You know, it's been so long since I've used it, I completely forgot that fact. Alright, you win the battle of best correct bad sql to bash pipeline :).
I think getting support requests from users who don't know what they are doing is actually a great problem to have.
I have a project that allows building web applications out of SQL queries [1]. When I started receiving support requests by people who did not know SQL and were basically learning it along, I was thrilled. I was happy that my tool had a greater audience than I initially envisioned.
In any given domain, specialists are the minority. If the thing I am building is unexpectedly appealing to non-specialists, I rejoice, even if it means getting strange support requests. In the end, it helps me making the project more approachable and easy to use for everyone.
I would even go further: this sounds like a database problem.
Is the set of ship positions and watched polygons entirely different from run to run? If not, it should be possible to go much faster than even the new rust based approach that takes 6 hours.

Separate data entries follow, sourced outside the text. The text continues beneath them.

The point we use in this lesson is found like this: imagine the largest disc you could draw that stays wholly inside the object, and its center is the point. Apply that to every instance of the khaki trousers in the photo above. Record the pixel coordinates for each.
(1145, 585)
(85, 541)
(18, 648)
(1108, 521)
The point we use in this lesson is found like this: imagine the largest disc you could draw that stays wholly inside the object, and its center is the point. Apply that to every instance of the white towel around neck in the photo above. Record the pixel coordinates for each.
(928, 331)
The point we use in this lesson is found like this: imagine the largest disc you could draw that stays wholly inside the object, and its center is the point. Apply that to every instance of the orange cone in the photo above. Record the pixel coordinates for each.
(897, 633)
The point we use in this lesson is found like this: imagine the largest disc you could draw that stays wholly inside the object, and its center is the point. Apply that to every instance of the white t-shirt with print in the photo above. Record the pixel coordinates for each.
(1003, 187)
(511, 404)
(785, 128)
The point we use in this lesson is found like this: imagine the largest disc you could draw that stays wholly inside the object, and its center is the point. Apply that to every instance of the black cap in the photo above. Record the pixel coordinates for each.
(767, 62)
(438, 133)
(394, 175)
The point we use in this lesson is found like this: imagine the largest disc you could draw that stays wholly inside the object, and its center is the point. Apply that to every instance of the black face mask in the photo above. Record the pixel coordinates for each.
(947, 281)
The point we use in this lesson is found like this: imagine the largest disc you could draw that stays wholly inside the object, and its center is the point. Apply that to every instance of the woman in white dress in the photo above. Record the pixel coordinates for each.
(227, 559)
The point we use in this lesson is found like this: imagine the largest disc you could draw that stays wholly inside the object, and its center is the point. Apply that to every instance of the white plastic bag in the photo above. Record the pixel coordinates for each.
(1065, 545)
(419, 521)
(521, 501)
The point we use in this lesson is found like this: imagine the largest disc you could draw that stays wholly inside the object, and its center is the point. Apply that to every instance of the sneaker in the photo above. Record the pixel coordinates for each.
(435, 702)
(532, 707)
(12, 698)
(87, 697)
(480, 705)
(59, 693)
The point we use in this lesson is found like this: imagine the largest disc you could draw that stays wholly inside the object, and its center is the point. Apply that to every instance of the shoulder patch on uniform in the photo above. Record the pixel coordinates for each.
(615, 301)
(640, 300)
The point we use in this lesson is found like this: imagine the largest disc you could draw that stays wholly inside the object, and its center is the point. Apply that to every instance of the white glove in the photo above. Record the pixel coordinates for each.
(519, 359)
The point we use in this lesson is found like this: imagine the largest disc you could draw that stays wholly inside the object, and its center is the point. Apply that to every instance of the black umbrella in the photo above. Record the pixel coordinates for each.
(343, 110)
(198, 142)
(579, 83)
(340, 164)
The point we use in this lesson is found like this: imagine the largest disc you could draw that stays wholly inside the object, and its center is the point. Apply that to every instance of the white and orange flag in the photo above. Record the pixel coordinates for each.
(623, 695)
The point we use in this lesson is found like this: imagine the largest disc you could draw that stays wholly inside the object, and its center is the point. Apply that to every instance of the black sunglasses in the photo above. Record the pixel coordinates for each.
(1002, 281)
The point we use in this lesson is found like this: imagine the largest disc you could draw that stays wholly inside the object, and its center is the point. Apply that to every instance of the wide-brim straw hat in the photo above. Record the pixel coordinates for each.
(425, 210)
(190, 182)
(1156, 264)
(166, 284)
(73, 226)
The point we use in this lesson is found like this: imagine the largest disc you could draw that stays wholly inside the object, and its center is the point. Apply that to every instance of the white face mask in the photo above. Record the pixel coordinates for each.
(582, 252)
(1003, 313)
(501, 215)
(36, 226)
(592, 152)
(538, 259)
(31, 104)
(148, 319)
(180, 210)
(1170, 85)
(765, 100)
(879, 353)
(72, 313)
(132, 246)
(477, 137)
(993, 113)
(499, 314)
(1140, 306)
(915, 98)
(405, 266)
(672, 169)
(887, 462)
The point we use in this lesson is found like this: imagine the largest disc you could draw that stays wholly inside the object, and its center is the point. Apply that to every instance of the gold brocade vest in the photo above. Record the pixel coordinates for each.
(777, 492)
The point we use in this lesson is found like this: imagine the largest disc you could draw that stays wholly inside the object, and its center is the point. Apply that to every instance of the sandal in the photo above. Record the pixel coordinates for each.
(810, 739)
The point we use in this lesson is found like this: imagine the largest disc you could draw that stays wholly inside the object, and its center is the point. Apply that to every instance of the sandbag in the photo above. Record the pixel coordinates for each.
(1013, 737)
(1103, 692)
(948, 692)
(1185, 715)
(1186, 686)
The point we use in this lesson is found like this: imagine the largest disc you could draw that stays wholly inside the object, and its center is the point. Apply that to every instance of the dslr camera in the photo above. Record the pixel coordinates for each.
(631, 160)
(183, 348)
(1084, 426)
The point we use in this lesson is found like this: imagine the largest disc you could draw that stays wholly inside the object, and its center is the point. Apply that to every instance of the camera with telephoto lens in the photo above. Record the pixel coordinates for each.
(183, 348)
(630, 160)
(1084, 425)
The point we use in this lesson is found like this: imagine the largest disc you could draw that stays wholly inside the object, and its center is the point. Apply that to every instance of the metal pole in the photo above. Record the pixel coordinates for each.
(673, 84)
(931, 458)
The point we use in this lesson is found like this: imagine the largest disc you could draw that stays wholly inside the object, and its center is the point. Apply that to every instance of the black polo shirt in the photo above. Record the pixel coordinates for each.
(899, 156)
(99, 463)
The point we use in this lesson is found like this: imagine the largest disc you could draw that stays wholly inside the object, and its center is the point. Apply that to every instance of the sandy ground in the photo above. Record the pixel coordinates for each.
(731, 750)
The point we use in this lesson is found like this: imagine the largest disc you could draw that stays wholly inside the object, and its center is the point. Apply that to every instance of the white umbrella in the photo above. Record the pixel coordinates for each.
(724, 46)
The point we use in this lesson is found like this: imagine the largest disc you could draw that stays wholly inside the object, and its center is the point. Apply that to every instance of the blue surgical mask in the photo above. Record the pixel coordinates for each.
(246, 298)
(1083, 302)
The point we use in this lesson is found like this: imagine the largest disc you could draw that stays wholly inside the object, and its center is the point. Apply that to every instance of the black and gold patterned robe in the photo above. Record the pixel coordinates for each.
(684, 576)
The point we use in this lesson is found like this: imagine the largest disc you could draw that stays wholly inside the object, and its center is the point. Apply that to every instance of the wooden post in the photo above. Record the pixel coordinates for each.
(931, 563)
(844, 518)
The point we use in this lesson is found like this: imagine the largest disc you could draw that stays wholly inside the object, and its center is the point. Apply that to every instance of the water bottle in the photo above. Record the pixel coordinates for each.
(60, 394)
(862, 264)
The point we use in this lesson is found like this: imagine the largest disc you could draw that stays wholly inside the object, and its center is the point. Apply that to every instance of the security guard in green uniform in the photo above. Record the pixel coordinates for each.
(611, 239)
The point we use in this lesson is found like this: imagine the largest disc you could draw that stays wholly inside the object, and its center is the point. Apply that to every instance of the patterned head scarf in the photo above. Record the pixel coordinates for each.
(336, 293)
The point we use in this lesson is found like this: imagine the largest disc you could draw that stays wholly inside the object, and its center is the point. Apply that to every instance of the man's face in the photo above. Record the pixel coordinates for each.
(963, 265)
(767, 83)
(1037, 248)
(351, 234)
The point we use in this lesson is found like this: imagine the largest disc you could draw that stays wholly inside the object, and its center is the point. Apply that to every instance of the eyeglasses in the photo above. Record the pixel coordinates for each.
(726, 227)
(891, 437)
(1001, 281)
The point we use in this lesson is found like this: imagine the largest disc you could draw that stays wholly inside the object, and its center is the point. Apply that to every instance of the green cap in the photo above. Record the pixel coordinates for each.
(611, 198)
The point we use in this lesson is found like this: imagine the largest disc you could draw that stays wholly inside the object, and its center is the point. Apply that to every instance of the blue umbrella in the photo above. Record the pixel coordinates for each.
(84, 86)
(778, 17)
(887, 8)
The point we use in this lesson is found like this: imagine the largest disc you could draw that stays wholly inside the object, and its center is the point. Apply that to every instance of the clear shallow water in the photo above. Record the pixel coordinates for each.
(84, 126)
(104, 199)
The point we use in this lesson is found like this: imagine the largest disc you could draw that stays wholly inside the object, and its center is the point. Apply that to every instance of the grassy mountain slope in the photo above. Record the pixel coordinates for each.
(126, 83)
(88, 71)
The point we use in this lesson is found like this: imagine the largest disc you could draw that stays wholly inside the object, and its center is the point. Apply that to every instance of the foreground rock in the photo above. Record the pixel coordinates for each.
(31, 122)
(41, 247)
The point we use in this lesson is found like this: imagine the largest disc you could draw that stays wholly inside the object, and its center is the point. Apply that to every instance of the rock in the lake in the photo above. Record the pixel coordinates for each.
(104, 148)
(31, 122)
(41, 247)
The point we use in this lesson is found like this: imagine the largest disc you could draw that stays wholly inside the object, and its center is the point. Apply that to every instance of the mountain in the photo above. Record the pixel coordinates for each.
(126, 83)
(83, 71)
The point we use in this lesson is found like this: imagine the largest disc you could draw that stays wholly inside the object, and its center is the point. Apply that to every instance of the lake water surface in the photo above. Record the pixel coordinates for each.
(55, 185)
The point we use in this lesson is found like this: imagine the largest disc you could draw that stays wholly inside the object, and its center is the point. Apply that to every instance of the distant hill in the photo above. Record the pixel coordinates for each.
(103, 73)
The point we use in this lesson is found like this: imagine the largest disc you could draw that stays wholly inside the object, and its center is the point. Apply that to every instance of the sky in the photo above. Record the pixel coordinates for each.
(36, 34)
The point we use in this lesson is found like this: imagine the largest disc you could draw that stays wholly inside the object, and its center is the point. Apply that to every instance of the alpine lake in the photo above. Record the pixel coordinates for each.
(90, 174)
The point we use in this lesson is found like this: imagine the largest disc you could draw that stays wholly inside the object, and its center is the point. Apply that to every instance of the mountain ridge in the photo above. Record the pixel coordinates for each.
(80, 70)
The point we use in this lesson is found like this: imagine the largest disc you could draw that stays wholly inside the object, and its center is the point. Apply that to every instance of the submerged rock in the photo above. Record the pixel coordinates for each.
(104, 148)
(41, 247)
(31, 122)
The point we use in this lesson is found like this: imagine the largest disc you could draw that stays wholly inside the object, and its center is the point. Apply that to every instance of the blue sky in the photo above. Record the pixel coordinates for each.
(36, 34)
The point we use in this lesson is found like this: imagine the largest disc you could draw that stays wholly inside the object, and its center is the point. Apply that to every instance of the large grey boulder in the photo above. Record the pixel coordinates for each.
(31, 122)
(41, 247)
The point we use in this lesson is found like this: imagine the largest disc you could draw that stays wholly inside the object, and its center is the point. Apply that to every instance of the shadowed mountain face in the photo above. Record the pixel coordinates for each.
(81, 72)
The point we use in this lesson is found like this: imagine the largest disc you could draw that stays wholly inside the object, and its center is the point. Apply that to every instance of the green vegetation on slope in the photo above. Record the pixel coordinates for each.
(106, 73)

I would have used a postgres database with a PostGIS spatial index.
I'd just throw it into a quadtree (or similar) and go get a coffee. I know there are some pretty fast bounding box algorithms from when I used to mess with such things but can't remember them off the top of my head.
Absolutely. It’s kind of amusing to read a post that’s kind of dragging the wrong tool for the job, and then recommends another wrong tool for the job. The whole time I’m just yelling, “This is a geodatabase problem!”
There’s the right way, the wrong way, and the Max Power way. Wrong but faster!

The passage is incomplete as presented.